I bet anyone would prefer the ping method rather than the redirects we see on Firefox that mangle copied urls.

You seem to be of the opinion that no tracking would be better. And that's fine and a popular opinion around here. But that's not an option as Google relies heavily on the clicks as an input for ranking.

So in a context where you consider tracking HAS to happen ping does offer advantages for the user.


This might hold up better if Google's rankings were actually good for all of the spyware they add. Here's a search I performed earlier today:

https://l.sr.ht/u1vK.png

The desired result is indicated in red, well below the page break. All of the other results are blogspam, SEO hacking, and mostly useless "featured snippets" and "people also ask".


Because then you could at least see the URL you're going to instead of the redirect the site is going to use to track you anyway.

This attribute doesn't do anything shady, and would do the opposite if it were actually used. The whole idea is to be able to provide the tracking data the site will get one way or the other, but with the ping attribute, you can do it without mangling the URLs.

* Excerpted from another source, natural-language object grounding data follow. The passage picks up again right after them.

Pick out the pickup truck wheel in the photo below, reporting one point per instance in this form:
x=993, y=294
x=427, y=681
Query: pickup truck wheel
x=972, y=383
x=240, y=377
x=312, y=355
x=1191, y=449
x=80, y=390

If everybody was using "ping" instead of their various other tracking solutions (Javascript, redirecting) then you could just disable it in browser settings.


That's the whole point: to give link tracking a simple consistent interface, which makes it much easier to implement (no JavaScript libraries or proxy URLs) and to disable (a user agent can very easily choose whether to respect the ping).


> which makes it much easier to implement (no JavaScript libraries or proxy URLs)

I don't want it to be easy to implement.

> and to disable (a user agent can very easily choose whether to respect the ping).

This post is about Google working around that and just falling back to the old redirect-based click tracking for browsers that do not enable pings by default.

So having the attribute increased the browser complexity, brought no value to the user and only helped the tracking industry.